I’ve been thinking a lot about this lately – fashion bloggers who launch their own line. And with the news today, that Alexa Chung is launching her namesake line of contemporary clothing, shoes, and accessories, it got me thinking – who buys these collections?
There is no shortage of bloggers who have launched their own brand:
Rumi Neely (Fashion Toast) – Are You Am I
Emily Schuman (Cupcakes and Cashmere) – cupcakes and cashmere
Julie Sariñana (Sincerely Jules) – Shop Sincerely Jules
Aimee Song (Song of Style) – Two Songs
Elin Kling (Style by Kling, now closed) – Totême
Many bloggers collaborate with larger brands who are closely aligned with their personal brand.
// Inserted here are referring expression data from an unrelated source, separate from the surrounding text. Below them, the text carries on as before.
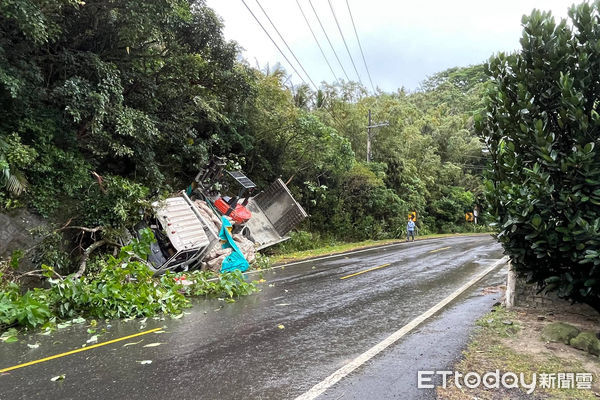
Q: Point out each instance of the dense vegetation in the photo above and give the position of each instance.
(542, 126)
(103, 103)
(124, 287)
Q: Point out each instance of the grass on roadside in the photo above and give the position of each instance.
(505, 344)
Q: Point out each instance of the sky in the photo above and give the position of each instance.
(403, 41)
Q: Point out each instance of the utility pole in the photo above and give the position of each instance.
(369, 138)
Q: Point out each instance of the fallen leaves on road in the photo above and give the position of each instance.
(132, 343)
(93, 339)
(9, 336)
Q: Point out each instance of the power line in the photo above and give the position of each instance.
(329, 41)
(286, 45)
(316, 40)
(359, 46)
(282, 53)
(344, 40)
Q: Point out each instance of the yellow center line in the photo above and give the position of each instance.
(366, 270)
(27, 364)
(443, 248)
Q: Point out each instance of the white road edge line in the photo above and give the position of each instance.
(347, 253)
(332, 379)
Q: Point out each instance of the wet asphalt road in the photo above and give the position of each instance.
(237, 351)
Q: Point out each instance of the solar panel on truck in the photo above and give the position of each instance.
(242, 179)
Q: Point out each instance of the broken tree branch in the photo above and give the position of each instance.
(86, 255)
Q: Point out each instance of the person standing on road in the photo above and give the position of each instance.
(410, 230)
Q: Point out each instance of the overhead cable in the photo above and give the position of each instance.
(344, 40)
(359, 46)
(286, 45)
(316, 40)
(274, 43)
(329, 41)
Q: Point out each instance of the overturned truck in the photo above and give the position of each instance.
(190, 228)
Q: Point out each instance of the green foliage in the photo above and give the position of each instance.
(541, 126)
(123, 287)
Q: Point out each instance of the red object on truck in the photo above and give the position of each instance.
(239, 214)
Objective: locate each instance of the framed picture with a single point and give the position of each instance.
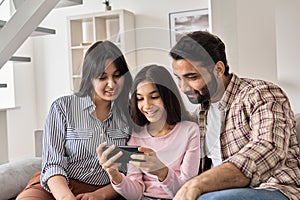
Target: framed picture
(184, 22)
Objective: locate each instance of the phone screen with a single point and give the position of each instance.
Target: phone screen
(125, 158)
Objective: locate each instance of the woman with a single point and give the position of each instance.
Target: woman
(78, 123)
(170, 144)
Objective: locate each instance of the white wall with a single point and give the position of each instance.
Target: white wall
(261, 39)
(252, 31)
(152, 42)
(288, 49)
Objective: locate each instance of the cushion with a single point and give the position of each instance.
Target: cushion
(297, 117)
(14, 176)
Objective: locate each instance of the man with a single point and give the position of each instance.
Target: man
(247, 127)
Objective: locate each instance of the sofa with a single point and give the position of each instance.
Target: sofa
(15, 175)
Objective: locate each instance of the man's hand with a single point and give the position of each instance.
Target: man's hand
(87, 196)
(221, 177)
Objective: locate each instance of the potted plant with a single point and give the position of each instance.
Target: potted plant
(107, 4)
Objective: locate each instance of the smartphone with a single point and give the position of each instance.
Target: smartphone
(125, 158)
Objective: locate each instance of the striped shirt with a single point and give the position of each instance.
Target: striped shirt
(258, 134)
(71, 135)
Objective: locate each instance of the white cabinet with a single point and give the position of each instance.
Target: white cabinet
(7, 89)
(116, 26)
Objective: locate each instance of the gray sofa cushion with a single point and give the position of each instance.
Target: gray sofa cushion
(297, 117)
(14, 176)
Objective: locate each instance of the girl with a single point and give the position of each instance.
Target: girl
(78, 123)
(170, 146)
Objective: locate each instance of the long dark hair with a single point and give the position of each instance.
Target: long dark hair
(168, 91)
(94, 64)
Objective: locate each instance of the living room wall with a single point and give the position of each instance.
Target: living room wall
(259, 44)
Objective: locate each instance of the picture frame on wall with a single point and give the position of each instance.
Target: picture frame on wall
(184, 22)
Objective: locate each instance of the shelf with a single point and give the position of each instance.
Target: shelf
(38, 31)
(84, 30)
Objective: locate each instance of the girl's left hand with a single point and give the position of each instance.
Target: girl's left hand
(150, 163)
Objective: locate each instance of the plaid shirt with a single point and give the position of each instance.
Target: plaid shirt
(258, 135)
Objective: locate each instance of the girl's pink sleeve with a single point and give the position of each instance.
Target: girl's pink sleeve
(189, 166)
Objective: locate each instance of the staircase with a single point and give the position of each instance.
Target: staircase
(29, 14)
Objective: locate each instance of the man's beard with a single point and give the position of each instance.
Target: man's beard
(208, 91)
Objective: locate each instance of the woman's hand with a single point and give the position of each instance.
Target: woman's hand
(150, 163)
(110, 165)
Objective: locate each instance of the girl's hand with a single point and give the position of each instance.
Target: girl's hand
(110, 165)
(150, 163)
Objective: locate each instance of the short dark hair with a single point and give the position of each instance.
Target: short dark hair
(95, 61)
(201, 46)
(168, 91)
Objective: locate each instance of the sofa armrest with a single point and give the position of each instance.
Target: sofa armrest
(14, 176)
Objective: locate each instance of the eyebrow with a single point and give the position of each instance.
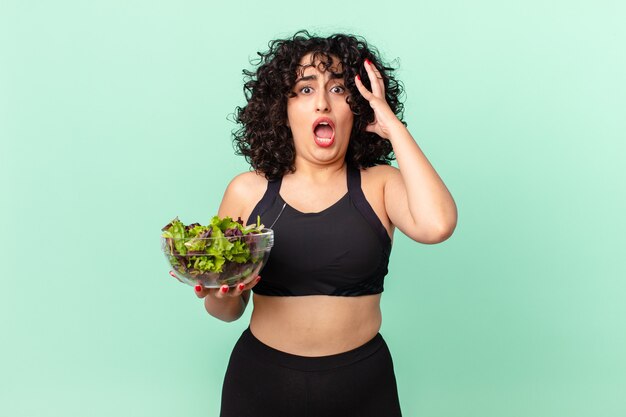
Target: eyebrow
(333, 76)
Collaborations of this type are opportunities to cross brand and expose each brand to the other’s audience. It allows the blogger a peek into the design and production side of fashion industry without taking on the risk and expense of the complicated start-to-finish process of designing a line. As most know, the cost of launching a brand is enormous. Doing a limited edition of product with Levi’s, Macy’s, Forever 21, Madewell or Coach allows the blogger to test their name in the market alongside a well known brand. All of the bloggers above have done some sort of collaborative collection.
Personal style bloggers have long relied on these sort of relationships as a source of revenue for their own brands, but I think in the past couple of years, the bloggers have decided their name is worth more and believe they can sell on their own. No doubt bloggers have more control over the final product, but no built-in infrastructure design houses and brands. Not to mention a lack of design experience. My confusion is who buys this product? Following a blogger and being inspired by their personal style is very different than investing their money in something they created. There is an implicit trust in the collaborations with well known brands who hire bloggers to design a limited edition of something – but not necessarily in the stand alone blogger-launched division of product.
In my opinion, fashion people, real fashion people do not buy blogger-launched brands. They may wear something gifted to them to support a friend, but that is different. Mostly, I think this is because fashion people don’t need the innate branded quality attached to blogger-launched brands. All of the aforementioned bloggers have very clear personal style, well documented in their blogs and curated Instagram feeds, and their brands are essentially pure extensions of themselves. Most fashion people I know, have a firm grasp on their own style and wearing something designed by Rumi Neely or Elin Kling might imply the opposite. For myself, I feel my authenticity would be compromised – personal style bloggers are famous for the way they dress, not their design talent. Most are hoping their styling talent will translate into successful design skills. Perhaps it will. Perhaps there are enough women out there who are willing to spend money on clothes with a blogger’s name attached.
I have always admired Alexa Chung’s unique style and willingness to take a risk with emerging designers. Retailers are undoubtedly crossing their fingers that her name alone will carry the brand despite Chung’s design experience. A handful of retailers are already on board to carry the line when it launches next Spring.
Tell us what you think – do you buy blogger-launched brands? Why or why not?